Curriculum Knowledge Center
The Curriculum Knowledge Center (CKC) is a special center and library committed to impacting our metropolitan region in Southeast Michigan through Learning, Teaching, and Outreach.The CKC serves as the gateway to CEHHS for children, families, and teachers to support teaching and learning and serves as a conduit vehicle for enrollment and persistence in college. The CKC operates as a resource for families in low socioeconomic communities by supporting each child's potential as a future college student and encouraging families to continue their own education through enrolling in college courses or other CKC opportunities.
The Curriculum Knowledge Center (CKC) has a variety of resources, student textbooks and equipment available to develop lesson plans, to fulfill class assignments and design presentations.The resources found in the CKC assist the pre-service teacher in understanding the full scope of what is necessary to become an exemplary teacher and contribute to the success of the education and health and human service students in preparing their coursework. Computers, scanners and software are available for student editing of video presentations. Print materials and study guides for the MTTC are available for check-out. The CKC offers all College of Education, Health, and Human Services students a place to study and complete group projects.

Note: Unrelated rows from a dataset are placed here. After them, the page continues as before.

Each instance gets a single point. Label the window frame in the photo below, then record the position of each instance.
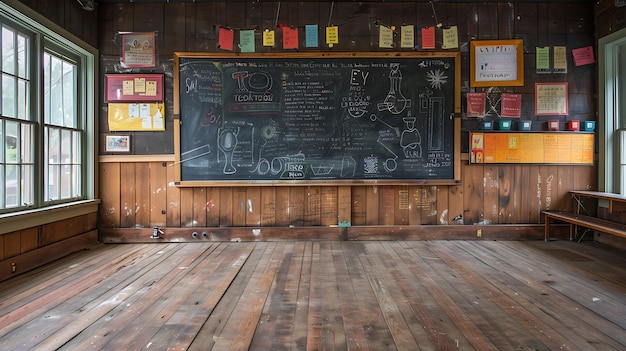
(47, 33)
(612, 114)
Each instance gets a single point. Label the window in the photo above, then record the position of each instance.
(612, 113)
(46, 126)
(62, 133)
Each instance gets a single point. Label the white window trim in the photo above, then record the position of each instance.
(20, 13)
(610, 112)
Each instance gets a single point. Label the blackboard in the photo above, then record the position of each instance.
(294, 118)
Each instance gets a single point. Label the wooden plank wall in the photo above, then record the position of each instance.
(490, 194)
(27, 249)
(139, 194)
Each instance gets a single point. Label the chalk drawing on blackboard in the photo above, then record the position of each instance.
(268, 132)
(290, 166)
(374, 118)
(195, 153)
(395, 102)
(436, 106)
(411, 140)
(348, 166)
(321, 169)
(227, 143)
(357, 103)
(370, 165)
(436, 78)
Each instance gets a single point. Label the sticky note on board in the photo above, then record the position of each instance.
(385, 37)
(428, 37)
(332, 35)
(583, 56)
(450, 38)
(246, 40)
(560, 60)
(226, 37)
(312, 39)
(542, 59)
(290, 38)
(407, 37)
(268, 38)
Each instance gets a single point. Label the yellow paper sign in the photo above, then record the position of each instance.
(385, 38)
(268, 38)
(140, 85)
(128, 88)
(150, 87)
(450, 38)
(332, 35)
(407, 37)
(560, 60)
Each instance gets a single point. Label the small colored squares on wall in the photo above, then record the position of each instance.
(524, 125)
(573, 125)
(589, 126)
(553, 124)
(486, 125)
(504, 124)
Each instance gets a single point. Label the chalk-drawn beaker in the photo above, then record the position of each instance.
(227, 143)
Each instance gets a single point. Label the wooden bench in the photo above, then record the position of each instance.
(601, 225)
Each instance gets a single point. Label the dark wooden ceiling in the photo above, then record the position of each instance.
(434, 1)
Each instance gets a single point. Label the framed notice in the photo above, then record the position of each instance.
(496, 63)
(133, 87)
(117, 143)
(138, 50)
(532, 147)
(551, 99)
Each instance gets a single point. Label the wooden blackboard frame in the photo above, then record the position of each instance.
(309, 55)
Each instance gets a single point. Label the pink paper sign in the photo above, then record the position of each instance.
(583, 56)
(226, 39)
(428, 38)
(290, 38)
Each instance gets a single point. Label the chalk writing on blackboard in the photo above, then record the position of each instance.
(296, 119)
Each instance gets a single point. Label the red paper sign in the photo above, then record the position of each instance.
(428, 38)
(511, 105)
(226, 39)
(583, 56)
(290, 38)
(476, 104)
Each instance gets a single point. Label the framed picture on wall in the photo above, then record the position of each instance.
(551, 99)
(496, 63)
(138, 50)
(117, 143)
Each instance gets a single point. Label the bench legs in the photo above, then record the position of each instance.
(547, 229)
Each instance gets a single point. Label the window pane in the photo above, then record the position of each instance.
(8, 95)
(76, 151)
(28, 194)
(26, 145)
(69, 89)
(12, 186)
(8, 50)
(22, 99)
(22, 63)
(46, 88)
(76, 181)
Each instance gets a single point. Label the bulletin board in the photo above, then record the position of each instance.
(145, 116)
(532, 147)
(303, 117)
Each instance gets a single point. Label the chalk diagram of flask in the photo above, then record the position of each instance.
(227, 143)
(384, 139)
(394, 102)
(268, 132)
(411, 140)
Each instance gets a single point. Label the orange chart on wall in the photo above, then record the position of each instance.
(136, 116)
(550, 148)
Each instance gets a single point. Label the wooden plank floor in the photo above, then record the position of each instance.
(322, 295)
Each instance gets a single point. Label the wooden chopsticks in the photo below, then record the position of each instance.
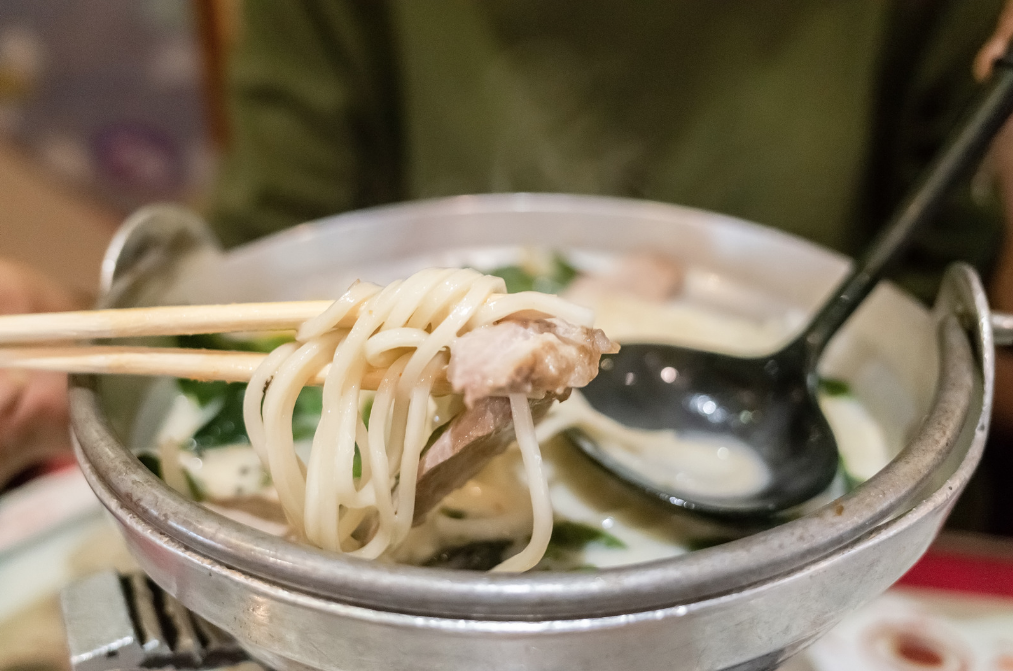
(168, 320)
(25, 331)
(191, 364)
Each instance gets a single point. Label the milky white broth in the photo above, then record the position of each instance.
(495, 507)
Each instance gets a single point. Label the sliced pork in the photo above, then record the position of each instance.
(533, 357)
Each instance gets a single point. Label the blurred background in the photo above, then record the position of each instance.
(103, 106)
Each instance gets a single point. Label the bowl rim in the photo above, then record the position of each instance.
(684, 579)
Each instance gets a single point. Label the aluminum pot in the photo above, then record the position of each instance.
(747, 604)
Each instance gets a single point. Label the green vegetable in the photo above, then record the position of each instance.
(480, 555)
(219, 342)
(834, 387)
(574, 536)
(518, 279)
(227, 427)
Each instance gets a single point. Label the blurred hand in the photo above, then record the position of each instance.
(33, 418)
(997, 45)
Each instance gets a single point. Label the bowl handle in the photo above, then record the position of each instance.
(152, 241)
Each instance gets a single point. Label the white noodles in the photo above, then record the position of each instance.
(405, 329)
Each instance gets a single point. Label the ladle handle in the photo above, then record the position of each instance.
(962, 151)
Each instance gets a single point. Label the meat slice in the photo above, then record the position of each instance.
(533, 357)
(470, 441)
(645, 275)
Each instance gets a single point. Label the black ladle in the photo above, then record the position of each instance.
(770, 402)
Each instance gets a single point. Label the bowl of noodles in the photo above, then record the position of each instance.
(618, 581)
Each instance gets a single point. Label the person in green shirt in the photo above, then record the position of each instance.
(806, 116)
(810, 117)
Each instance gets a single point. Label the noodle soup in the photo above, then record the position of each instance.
(202, 450)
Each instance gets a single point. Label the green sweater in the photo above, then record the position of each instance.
(811, 116)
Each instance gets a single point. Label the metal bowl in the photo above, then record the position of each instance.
(746, 604)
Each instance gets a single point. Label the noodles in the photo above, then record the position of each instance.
(405, 329)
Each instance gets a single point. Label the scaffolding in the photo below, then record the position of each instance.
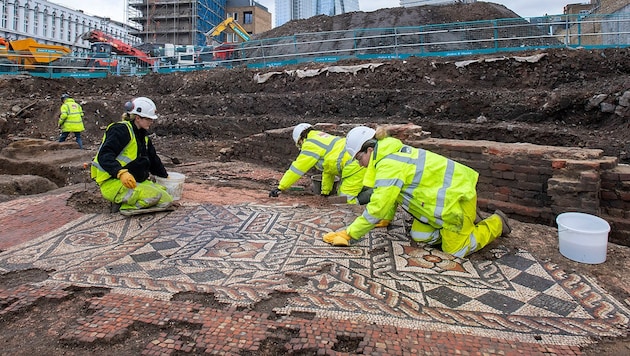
(180, 22)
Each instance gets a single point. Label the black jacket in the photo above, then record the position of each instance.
(116, 139)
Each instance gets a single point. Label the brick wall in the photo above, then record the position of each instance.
(534, 183)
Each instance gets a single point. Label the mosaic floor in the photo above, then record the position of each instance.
(244, 253)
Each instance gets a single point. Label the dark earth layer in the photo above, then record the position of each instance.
(204, 115)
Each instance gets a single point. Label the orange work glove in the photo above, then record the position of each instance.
(126, 178)
(339, 238)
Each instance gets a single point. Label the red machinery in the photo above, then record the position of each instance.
(118, 46)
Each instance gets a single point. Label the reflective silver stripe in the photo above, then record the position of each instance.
(310, 154)
(327, 147)
(296, 171)
(407, 193)
(320, 159)
(127, 196)
(67, 121)
(441, 197)
(371, 219)
(388, 183)
(124, 158)
(428, 237)
(98, 166)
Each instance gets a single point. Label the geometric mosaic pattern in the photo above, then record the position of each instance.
(243, 253)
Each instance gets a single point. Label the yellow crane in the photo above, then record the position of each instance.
(29, 53)
(226, 24)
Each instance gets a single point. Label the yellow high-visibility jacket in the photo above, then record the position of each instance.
(323, 151)
(128, 154)
(71, 117)
(427, 185)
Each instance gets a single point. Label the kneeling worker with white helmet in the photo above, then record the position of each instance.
(327, 154)
(126, 159)
(439, 193)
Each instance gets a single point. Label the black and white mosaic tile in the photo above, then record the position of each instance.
(243, 253)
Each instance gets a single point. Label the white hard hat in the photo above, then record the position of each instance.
(142, 106)
(298, 129)
(357, 137)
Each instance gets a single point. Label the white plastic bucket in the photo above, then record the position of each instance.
(174, 184)
(317, 184)
(583, 237)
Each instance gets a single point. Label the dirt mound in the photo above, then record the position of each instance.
(393, 17)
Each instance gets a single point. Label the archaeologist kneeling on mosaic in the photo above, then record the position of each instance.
(125, 159)
(326, 153)
(439, 193)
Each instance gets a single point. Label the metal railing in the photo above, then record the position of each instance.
(452, 39)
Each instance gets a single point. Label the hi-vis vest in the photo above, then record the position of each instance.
(321, 150)
(71, 118)
(128, 154)
(428, 186)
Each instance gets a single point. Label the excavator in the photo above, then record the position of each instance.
(28, 54)
(100, 39)
(223, 51)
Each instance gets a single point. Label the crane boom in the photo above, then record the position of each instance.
(231, 24)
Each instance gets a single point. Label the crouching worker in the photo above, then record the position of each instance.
(327, 154)
(439, 193)
(125, 160)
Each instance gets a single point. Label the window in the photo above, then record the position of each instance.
(248, 17)
(5, 14)
(16, 16)
(36, 20)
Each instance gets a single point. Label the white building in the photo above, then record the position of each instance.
(287, 10)
(410, 3)
(50, 23)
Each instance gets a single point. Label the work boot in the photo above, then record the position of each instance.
(505, 225)
(478, 218)
(114, 207)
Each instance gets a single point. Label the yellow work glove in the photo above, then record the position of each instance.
(126, 178)
(339, 238)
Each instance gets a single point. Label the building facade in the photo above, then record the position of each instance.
(287, 10)
(55, 24)
(252, 16)
(185, 22)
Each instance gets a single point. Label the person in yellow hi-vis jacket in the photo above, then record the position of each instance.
(439, 193)
(327, 154)
(125, 160)
(70, 119)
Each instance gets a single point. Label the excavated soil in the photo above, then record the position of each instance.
(214, 127)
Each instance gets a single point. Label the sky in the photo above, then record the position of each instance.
(115, 9)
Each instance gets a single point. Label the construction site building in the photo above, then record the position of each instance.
(185, 22)
(252, 16)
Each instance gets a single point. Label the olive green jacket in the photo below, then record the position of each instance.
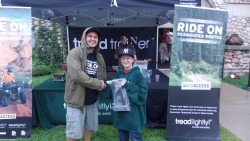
(77, 79)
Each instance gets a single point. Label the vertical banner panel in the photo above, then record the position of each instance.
(196, 72)
(15, 72)
(143, 39)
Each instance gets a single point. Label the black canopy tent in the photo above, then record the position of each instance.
(101, 13)
(105, 13)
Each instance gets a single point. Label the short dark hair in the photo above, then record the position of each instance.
(97, 31)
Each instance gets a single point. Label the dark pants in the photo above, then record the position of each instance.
(124, 135)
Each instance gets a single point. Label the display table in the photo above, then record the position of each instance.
(48, 100)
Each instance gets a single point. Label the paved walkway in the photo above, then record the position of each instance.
(235, 111)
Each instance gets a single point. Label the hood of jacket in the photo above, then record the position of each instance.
(84, 44)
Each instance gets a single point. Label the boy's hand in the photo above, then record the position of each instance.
(122, 83)
(103, 86)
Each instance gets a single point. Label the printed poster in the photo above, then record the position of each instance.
(195, 73)
(15, 72)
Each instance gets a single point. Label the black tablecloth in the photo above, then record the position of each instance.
(48, 109)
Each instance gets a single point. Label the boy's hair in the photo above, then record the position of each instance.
(126, 51)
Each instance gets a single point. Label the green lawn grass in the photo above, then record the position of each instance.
(108, 132)
(240, 83)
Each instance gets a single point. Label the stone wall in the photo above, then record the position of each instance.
(236, 23)
(236, 58)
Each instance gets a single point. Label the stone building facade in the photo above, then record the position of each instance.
(236, 58)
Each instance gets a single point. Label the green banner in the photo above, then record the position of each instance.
(196, 72)
(15, 72)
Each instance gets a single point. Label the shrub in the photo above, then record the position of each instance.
(41, 70)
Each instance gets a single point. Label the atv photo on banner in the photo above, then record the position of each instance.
(15, 72)
(12, 91)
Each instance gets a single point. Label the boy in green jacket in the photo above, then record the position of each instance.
(130, 123)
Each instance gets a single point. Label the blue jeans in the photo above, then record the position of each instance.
(124, 135)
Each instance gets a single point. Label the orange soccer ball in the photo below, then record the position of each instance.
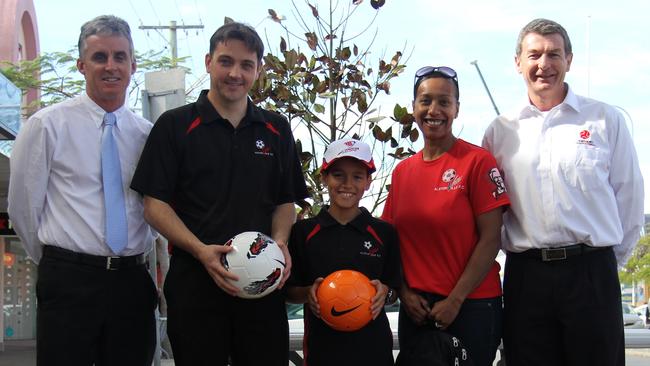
(344, 298)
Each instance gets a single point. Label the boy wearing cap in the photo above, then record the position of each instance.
(345, 236)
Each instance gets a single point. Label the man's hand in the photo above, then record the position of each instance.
(287, 264)
(210, 257)
(312, 299)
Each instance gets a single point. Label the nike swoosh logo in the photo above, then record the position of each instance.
(334, 312)
(282, 263)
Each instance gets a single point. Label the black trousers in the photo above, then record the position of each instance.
(206, 326)
(563, 313)
(88, 315)
(478, 325)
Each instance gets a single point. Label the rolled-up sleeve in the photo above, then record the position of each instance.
(627, 183)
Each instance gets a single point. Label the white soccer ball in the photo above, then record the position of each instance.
(257, 260)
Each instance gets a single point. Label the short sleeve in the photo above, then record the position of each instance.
(487, 190)
(157, 171)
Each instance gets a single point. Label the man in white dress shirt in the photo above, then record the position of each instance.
(576, 212)
(95, 303)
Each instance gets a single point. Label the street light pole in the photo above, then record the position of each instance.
(475, 63)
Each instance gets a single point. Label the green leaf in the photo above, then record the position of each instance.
(375, 119)
(319, 108)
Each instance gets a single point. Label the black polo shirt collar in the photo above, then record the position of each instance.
(209, 114)
(360, 222)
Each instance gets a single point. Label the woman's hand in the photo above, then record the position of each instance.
(415, 305)
(444, 312)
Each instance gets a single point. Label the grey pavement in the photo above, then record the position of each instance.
(23, 353)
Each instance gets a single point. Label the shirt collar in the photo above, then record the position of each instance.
(209, 114)
(97, 113)
(360, 222)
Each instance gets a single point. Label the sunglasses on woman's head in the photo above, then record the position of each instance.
(444, 71)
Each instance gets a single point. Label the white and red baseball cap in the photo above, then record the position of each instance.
(348, 148)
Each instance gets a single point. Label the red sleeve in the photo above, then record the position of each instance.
(387, 214)
(487, 190)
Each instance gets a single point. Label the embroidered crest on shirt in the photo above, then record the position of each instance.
(451, 181)
(262, 149)
(370, 249)
(585, 138)
(497, 180)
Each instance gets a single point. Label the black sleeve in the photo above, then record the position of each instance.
(392, 274)
(293, 187)
(157, 171)
(299, 269)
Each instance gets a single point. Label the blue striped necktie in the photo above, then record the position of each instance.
(116, 229)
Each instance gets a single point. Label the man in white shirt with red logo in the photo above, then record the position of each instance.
(576, 212)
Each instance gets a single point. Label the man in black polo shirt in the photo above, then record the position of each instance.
(210, 170)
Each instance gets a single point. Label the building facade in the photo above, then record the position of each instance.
(19, 41)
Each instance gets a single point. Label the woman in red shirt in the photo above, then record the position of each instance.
(446, 203)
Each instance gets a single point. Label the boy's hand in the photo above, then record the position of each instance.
(379, 299)
(313, 299)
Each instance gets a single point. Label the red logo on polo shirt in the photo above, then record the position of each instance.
(370, 249)
(585, 138)
(451, 181)
(262, 149)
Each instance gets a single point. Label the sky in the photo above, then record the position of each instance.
(610, 44)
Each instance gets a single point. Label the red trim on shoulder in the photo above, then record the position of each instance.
(374, 233)
(272, 128)
(313, 232)
(193, 125)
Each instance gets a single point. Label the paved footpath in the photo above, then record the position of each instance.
(23, 353)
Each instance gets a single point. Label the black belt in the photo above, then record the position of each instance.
(107, 263)
(558, 254)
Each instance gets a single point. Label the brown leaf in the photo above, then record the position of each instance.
(283, 44)
(413, 136)
(274, 16)
(312, 40)
(314, 11)
(376, 4)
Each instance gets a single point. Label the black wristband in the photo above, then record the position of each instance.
(389, 297)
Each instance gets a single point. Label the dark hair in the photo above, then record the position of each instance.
(105, 25)
(544, 27)
(241, 32)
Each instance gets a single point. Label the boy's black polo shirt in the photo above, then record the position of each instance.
(220, 180)
(320, 246)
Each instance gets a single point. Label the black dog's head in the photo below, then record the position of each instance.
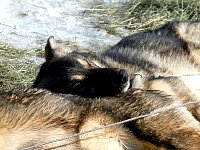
(73, 73)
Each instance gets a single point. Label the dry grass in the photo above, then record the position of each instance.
(18, 70)
(140, 15)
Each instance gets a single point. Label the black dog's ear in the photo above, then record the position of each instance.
(53, 49)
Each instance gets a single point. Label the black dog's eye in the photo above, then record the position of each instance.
(78, 77)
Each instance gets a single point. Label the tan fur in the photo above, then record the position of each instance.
(171, 49)
(31, 117)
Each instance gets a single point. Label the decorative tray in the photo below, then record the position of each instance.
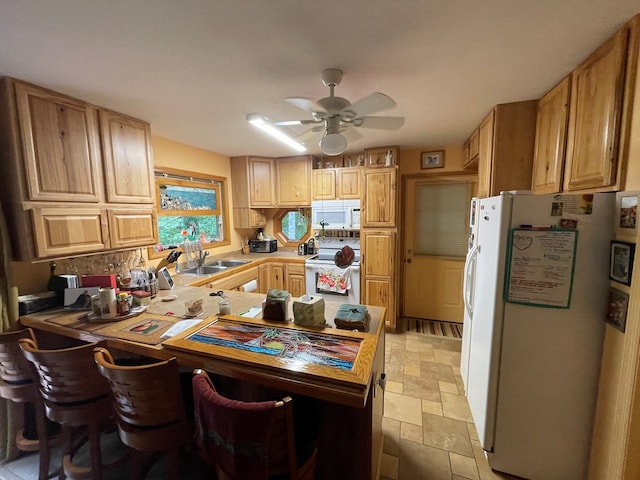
(93, 318)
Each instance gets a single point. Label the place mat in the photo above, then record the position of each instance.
(147, 328)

Students are encouraged to use the materials, equipment, and services the facilities provide when preparing for class preparations, practicum assignments, and student teaching. Students who have paid a laboratory fee for a specific course may use the laboratory without any additional charge. Students who have not paid a course fee must pay for the materials they use. Current prices are posted in the Materials Preparation Center. All fees are solely for the support of the Education Laboratories. Two microcomputer labs with the latest educational software are located in Rooms 190 and 194, FCS.
Special Facilities and Services
In addition to campus-wide facilities and services described elsewhere in the Catalog, the following special facilities and services are of particular interest to education students.
Early Childhood Education Center
The Early Childhood Education Center (ECEC), an auxiliary unit of the College of Education, Health, and Human Services, serves as an education and care site for university student, faculty, staff, and community children. The ECEC enrolls over 200 children, ages one through six, per term. Located in a shared facility with Oakwood Hospital’s Center for Exceptional Families (CEF) at 18501 Rotunda Dr. in Dearborn, the two centers collaborate to provide services and programs for children with and without disabilities and their families. The ECEC facility also includes a full day kindergarten and summer programs. The ECEC serves as a teacher preparation facility for students enrolled in a variety of courses offered by the College of Education, Health, and Human Services. The ECEC Advisory Board makes recommendations to the administration regarding policies and decisions related to the center. The center is staffed with teachers having special training in early childhood education and is under the overall direction of a faculty director.